After the press conference, Conrad, Hunt, and State Senator George Dungan of Lincoln described what Prohibition meant, especially for women of color and women with low incomes or those living in rural areas of the state.

Hunt said many women may be “forced” to stay pregnant, face medical emergencies and leave the state to receive care.

“This is cruel,” Hunt said. “It is heartless and does not reflect the values ​​of Nebraska.”

Dungan said Wednesday’s announcement was hindering women’s healthcare decisions by politicians.
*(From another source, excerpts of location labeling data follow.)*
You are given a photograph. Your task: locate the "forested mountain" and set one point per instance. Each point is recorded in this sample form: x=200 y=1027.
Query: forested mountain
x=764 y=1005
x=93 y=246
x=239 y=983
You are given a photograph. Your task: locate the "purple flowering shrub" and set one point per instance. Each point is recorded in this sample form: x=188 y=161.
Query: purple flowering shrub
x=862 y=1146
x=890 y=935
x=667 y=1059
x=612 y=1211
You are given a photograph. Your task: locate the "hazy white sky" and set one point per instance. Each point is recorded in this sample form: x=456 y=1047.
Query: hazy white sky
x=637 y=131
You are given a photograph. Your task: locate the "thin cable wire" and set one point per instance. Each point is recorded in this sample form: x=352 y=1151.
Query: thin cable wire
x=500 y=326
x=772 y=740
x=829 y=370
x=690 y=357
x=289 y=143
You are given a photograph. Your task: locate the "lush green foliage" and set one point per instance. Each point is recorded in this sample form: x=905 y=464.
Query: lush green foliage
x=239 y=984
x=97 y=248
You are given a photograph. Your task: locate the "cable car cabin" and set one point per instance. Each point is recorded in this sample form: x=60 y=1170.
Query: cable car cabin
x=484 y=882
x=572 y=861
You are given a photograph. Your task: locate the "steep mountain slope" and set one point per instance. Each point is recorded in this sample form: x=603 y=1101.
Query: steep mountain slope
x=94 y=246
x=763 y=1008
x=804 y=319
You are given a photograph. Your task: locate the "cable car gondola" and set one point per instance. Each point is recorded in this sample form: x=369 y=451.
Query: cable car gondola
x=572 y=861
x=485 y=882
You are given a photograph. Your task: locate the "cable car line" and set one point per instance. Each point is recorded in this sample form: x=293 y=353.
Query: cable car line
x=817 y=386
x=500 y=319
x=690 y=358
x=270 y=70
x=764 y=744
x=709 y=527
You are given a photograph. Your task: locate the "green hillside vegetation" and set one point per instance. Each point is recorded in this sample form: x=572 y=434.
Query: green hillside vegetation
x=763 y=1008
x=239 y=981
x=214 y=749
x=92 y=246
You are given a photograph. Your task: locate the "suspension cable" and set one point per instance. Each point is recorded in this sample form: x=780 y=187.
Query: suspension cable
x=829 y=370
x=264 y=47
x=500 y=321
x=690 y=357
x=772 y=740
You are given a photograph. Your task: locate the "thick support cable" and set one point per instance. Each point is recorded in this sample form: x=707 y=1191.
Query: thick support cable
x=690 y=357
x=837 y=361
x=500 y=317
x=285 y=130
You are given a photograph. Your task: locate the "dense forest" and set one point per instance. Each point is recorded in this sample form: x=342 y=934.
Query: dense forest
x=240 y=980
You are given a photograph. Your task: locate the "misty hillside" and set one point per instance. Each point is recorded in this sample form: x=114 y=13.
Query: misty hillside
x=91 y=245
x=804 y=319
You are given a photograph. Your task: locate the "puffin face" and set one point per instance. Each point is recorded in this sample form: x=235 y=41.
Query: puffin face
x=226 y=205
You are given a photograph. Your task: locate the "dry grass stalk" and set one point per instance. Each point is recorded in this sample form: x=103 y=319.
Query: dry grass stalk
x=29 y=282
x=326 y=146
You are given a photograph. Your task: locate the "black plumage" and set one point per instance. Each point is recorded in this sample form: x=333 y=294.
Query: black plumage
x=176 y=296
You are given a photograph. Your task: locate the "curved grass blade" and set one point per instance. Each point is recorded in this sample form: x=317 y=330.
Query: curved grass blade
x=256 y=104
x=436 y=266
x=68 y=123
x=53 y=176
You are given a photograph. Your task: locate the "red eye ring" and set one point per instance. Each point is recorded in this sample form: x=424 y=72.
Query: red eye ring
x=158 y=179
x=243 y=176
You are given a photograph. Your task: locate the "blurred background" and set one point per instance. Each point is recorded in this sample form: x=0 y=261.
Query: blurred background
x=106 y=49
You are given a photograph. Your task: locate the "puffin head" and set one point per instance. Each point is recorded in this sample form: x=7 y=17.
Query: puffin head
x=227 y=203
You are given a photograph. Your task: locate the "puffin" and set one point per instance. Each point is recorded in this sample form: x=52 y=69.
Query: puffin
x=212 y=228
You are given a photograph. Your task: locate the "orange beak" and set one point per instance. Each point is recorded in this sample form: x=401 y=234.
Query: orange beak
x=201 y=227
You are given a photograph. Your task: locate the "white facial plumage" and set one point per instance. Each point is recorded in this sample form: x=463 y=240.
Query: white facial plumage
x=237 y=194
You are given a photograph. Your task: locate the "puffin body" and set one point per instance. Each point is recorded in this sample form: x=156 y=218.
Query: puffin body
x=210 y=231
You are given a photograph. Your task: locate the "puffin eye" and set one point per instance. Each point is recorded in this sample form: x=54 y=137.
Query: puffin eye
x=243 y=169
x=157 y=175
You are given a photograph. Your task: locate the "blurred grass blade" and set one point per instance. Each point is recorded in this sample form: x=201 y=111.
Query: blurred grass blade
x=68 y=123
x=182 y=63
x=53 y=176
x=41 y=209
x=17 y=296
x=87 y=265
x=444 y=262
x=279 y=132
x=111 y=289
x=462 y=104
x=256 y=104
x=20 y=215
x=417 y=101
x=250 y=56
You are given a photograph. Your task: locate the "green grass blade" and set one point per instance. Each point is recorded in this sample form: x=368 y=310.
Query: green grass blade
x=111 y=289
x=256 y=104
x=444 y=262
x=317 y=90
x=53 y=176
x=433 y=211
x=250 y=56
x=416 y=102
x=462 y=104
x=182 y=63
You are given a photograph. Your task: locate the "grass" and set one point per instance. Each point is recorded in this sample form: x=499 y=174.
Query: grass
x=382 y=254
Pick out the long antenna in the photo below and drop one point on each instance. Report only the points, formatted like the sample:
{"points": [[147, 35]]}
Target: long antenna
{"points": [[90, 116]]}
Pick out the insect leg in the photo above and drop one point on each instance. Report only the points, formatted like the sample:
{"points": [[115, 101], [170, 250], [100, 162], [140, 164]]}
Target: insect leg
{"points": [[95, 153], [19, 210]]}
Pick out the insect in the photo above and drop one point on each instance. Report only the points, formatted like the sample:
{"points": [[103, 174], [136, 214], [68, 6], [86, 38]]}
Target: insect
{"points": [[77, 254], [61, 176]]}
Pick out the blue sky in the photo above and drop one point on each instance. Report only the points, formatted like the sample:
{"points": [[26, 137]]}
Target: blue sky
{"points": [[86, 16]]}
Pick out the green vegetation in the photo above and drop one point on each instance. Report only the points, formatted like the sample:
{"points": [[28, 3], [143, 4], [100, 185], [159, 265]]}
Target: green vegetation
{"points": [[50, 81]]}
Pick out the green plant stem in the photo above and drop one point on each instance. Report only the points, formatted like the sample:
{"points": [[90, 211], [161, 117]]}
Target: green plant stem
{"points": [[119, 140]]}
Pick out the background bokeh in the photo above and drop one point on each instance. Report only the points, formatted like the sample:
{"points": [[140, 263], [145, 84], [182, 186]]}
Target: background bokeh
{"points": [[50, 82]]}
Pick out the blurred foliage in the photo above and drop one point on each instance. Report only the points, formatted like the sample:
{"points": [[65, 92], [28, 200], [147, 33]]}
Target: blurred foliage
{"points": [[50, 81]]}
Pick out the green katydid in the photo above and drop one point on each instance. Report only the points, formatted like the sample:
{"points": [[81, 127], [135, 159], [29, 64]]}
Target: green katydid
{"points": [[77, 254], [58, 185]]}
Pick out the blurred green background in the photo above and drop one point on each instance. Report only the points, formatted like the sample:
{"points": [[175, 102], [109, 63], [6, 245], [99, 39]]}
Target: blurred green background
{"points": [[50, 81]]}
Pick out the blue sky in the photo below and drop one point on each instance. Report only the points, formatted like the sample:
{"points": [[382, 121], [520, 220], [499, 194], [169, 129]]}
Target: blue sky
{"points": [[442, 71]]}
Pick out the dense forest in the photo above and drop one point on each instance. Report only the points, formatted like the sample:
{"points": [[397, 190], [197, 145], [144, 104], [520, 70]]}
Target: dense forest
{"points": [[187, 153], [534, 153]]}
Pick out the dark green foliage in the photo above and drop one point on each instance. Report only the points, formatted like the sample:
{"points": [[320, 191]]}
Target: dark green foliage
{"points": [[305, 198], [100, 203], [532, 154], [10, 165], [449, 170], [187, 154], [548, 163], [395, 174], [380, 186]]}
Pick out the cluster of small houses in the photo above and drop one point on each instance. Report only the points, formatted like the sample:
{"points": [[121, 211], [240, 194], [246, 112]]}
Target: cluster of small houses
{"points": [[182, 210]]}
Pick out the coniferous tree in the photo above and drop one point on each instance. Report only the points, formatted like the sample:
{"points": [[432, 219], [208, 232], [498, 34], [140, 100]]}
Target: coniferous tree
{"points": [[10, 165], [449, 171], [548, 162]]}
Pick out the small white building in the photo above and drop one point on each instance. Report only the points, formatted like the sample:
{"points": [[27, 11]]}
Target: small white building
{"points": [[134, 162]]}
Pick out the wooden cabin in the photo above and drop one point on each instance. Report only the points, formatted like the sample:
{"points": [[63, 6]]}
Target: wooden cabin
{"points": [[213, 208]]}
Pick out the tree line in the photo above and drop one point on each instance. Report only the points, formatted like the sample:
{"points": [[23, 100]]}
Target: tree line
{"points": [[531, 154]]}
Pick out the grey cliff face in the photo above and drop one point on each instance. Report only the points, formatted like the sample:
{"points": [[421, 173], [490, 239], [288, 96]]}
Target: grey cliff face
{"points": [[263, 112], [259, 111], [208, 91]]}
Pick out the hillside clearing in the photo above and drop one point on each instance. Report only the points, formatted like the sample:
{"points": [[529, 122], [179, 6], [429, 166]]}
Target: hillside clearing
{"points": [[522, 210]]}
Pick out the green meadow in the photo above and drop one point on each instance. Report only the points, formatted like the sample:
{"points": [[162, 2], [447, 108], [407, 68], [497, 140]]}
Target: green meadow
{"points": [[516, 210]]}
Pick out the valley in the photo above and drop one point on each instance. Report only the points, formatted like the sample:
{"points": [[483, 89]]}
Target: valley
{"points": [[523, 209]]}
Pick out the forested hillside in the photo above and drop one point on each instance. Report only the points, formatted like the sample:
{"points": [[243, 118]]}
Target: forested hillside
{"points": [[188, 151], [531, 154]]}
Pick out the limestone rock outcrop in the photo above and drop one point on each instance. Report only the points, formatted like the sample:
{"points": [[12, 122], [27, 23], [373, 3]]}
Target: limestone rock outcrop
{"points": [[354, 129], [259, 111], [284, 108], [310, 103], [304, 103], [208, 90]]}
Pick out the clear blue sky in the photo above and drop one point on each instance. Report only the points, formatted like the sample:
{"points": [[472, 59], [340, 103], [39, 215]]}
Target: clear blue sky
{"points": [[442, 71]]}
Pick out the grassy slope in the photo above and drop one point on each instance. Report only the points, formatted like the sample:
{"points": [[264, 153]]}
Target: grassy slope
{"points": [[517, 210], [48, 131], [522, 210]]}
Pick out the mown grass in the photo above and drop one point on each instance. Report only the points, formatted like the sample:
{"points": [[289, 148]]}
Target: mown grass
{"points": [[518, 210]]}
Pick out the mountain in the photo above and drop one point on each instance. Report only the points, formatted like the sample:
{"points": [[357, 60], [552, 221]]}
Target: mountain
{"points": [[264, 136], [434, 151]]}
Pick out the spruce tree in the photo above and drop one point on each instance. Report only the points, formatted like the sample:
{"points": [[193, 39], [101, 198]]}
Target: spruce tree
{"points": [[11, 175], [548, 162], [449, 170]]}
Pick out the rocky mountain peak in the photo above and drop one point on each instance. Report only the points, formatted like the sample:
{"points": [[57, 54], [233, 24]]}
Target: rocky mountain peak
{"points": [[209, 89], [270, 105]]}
He said voters told him on the campaign trail that’s exactly what they didn’t want.

“I still consider myself young, and I can tell you that when I have conversations with my friends and other people in my area, they say laws like this make them want to leave,” said Dungan, 38. Fourth youngest member of the legislature. “If a law like this is passed, I think we will see more people leaving and fewer people entering.”

Albrecht said the statewide poll shows 58% of Nebraska voters, including nearly two-thirds of Independents and nearly half of Democrats, support a law that protects unborn children from the moment their heartbeat can be detected.

Hunt already made LR18CA And LR19CA For voters to decide whether the Nebraska Constitution should be amended to protect reproductive freedoms and prevent future restrictions.

Conrad introduced LR20CA With Hunt and State Senator Machila Kavanaugh of Omaha for the electors to decide whether the right to individual privacy should be enshrined in the Nebraska Constitution.

Prepare for a possible future

It remains to be seen how senators will handle the issue once the bills are formally introduced — or what tools senators can use to block the legislation if it maintains this level of support — but Albrecht said women need to prepare.

“We hope, before the bill becomes law, (women) understand that it is a six-week ban and that they need to seek professional help if they feel they are going to give birth,” she said.